No olvidemos que, como
alguna vez dijo el actor inglés Peter Ustinov, el terror es la guerra de los
pobres y desvalidos. Y que la guerra es el terror de los ricos y poderosos.
Recordémoslo cuando, horrorizados, condenemos el terror.
Carlos Figueroa Ibarra / Especial para Con Nuestra América
Desde Puebla, México
En menos de una semana
hemos visto dos muestras de la barbarie
terrorista. El martes 22 de marzo de 2016, dos atentados terroristas en
Bruselas, en un aeropuerto y una estación de metro, cobraron la vida de 35
personas e hirieron a casi 200 más. Y días después en la ciudad de Lahore en
Pakistán, un grupo talibán efectuó otro
suicida atentado que cobró la vida de 72 personas muertas y más de 350 heridos.
En menos de siete días dos actos de infamia innombrable.
Cuando acontecen hechos
monstruosos como estos, no puedo dejar de preguntarme qué es lo que pasa por la cabeza de una
persona que se pone un chaleco lleno de bombas, va a un lugar público y mira a
la gente que está a su alrededor. La
inmensa mayoría de las personas que se encuentran en esos lugares, si no es que
todas, viven sus vidas sin tener involucramiento alguno con los agravios que
llevan al terrorista a cometer su infamia.
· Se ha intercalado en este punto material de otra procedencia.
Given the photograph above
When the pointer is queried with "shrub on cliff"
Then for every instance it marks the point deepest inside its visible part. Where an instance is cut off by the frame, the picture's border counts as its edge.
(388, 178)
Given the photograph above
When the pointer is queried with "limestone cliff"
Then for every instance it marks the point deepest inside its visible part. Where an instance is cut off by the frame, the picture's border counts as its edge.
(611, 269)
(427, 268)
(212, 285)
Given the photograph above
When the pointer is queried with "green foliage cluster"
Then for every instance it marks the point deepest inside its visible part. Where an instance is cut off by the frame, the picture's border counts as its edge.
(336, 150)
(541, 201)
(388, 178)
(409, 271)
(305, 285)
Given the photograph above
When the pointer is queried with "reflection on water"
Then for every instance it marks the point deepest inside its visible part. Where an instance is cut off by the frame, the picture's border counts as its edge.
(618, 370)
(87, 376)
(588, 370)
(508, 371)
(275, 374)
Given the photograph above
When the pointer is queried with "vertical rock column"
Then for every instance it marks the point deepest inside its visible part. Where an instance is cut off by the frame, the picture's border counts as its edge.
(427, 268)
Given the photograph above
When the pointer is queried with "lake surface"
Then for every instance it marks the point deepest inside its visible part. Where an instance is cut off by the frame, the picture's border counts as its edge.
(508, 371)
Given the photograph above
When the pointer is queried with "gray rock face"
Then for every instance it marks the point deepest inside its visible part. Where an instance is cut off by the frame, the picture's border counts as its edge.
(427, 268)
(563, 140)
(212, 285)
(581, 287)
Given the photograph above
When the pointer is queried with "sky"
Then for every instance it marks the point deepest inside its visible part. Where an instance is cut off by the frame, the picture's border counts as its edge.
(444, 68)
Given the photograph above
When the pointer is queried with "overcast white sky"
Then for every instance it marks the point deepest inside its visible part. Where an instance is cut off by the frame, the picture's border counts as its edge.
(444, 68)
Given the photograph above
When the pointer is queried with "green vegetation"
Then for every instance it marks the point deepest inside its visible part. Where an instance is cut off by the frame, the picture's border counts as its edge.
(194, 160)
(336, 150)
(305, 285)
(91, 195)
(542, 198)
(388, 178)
El terrorista o la terrorista,
quizás vea muchas de sus caras en los
segundos antes de que también deje de existir como consecuencia de su acto.
Mirará niños corriendo y jugando de
manera inocente como en el parque Gulshan Iqbal de Lahore; parejas agarradas de
la mano disfrutando de la vida sin saber que un segundo más tarde ya nada será igual. Padres e hijos
disfrutando del sol. Viajeros parados frente a sus maletas mientras hacen filas
para los trámites necesarios para abordar un avión.
La subjetividad del
terrorista no le compete a él solamente. Tiene que ver probablemente con una
vida llena de resentimientos provocados por los agravios que ha vivido, y que generalmente son producto de
injusticias que conciernen a muchos de sus congéneres. Alguna vez tuve
oportunidad de ver en un documental la
vida cotidiana de los palestinos en los territorios de Gaza y Cisjordania.
Siempre me han parecido estos
territorios gigantescos campos de concentración en los que la población vive en
medio de hambre y privaciones. Las posibilidades del odio son enormes cuando se
vive en tales circunstancias. Y más si de cuando en cuando sufre los ataques
terroristas que comete el estado israelí con los bombardeos en donde mueren en su mayoría
personas civiles. El terrorista vive una biografía que alimenta una ira
personal que es reproducida colectivamente. No necesariamente se trata de
condiciones de vida execrables en territorios ocupados. Basta como ahora
estamos viendo que viva en suburbios de las ciudades europeas en condiciones de
racismo y marginalidad. La base material de la existencia se ve complementada
con una dosis de creencias enraizadas en el fanatismo. En la creencia de una
recompensa después de la muerte, en la gloria eterna con que se paga el
sacrificio máximo por una causa.
No olvidemos que, como
alguna vez dijo el actor inglés Peter Ustinov, el terror es la guerra de los
pobres y desvalidos. Y que la guerra es el terror de los ricos y poderosos.
Recordémoslo cuando, horrorizados, condenemos el terror.